Indian Information and
Technology industry, a $146 billion market, has now started evaluating their projects basis cost-saving and are thus, shifting them from offshore to onshore. This has made the offshore and onshore debate even more relevant now as with the expansion of automated technology, the need of shifting projects offshore becomes beside the point.
On condition of anonymity, a chief information officer of a European bank that outsources projects to one of India's top three software firms told Economic Times, "When you have the potential to automate certain projects, what difference does it make whether that project is onshore or offshore? It makes that debate irrelevant."
The ET report further cites that the automated technology has the potential to reduce production cost by 80% in commoditized service lines.
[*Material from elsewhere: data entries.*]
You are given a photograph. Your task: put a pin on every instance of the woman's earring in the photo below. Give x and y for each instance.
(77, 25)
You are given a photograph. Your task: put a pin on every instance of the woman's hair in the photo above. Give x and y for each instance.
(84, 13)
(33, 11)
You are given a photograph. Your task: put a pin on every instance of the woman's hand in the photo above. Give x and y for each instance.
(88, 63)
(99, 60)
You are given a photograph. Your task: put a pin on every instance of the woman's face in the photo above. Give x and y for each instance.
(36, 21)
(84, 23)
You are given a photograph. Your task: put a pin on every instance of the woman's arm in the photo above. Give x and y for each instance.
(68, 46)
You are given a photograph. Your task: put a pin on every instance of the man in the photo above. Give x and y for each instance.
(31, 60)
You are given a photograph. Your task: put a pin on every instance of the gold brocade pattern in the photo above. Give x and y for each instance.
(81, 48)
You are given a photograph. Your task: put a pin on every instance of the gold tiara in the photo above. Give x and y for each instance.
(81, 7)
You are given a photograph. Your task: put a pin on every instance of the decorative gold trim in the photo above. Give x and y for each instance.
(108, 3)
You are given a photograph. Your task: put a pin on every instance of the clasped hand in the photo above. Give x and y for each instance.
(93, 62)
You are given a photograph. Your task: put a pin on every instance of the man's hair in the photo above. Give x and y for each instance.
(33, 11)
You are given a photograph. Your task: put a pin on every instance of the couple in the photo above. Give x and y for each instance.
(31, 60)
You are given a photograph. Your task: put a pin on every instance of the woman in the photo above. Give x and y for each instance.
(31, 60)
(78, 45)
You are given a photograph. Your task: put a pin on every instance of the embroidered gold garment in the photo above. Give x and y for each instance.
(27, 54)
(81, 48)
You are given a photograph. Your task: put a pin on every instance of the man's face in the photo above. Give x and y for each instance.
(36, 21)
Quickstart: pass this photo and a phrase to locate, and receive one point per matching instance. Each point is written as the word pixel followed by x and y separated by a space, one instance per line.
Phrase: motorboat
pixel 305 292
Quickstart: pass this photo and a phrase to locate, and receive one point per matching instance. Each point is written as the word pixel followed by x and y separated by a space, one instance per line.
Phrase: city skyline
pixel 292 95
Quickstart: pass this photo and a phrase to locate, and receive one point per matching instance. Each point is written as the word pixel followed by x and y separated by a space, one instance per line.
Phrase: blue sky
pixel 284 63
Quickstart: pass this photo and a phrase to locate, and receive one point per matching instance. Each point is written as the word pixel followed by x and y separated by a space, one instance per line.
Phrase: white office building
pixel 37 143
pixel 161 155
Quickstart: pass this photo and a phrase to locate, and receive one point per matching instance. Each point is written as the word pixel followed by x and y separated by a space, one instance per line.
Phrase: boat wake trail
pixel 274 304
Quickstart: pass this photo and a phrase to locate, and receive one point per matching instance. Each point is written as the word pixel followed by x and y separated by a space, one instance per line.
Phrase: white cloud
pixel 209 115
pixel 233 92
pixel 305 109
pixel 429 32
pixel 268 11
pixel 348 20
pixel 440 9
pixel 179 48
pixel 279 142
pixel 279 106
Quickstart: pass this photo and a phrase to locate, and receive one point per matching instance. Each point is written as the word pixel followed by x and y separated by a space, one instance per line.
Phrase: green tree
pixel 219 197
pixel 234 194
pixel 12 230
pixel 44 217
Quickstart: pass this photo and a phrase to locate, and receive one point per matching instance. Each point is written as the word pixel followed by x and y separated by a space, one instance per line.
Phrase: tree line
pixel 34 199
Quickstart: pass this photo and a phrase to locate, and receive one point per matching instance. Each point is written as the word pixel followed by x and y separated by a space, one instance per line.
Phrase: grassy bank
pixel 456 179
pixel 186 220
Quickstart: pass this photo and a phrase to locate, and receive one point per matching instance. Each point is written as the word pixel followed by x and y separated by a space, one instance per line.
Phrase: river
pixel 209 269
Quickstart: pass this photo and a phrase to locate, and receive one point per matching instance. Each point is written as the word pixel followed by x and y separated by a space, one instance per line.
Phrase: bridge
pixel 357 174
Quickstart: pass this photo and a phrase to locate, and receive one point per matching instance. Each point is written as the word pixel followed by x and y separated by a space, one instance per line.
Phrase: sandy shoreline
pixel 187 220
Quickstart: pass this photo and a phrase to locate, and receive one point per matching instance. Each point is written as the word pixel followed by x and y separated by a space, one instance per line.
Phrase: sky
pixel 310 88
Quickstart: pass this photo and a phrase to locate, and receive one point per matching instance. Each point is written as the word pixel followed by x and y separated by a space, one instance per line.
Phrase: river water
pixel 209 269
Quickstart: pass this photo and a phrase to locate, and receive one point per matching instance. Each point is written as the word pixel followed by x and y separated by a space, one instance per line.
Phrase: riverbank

Peter Bendor-Samuel, CEO of outsourcing advisory
Everest Group in his blog post said, "After more than a decade of achieving value through the offshore labour arbitrage model, one would think that mature organisations that have built GICs or captives, or organisations with extensive use of third-party outsourcing providers, would be at peace with the model. We expected them to move to a model of arbitrage plus
automation. But the level of peace and comfort with offshore arbitrage is much less than we expected, and companies are expressing their desire to use robotics automation to repatriate their work."
The robotics automation has the capability to disrupt the traditional ‘pyramid model’ of
Indian IT industry. After recognizing the worth of automated technology, industry’s top-notch organizations like
TCS, US-based Cognizant and
Infosys are speeding up their efforts and also spending heftily to get the expertise.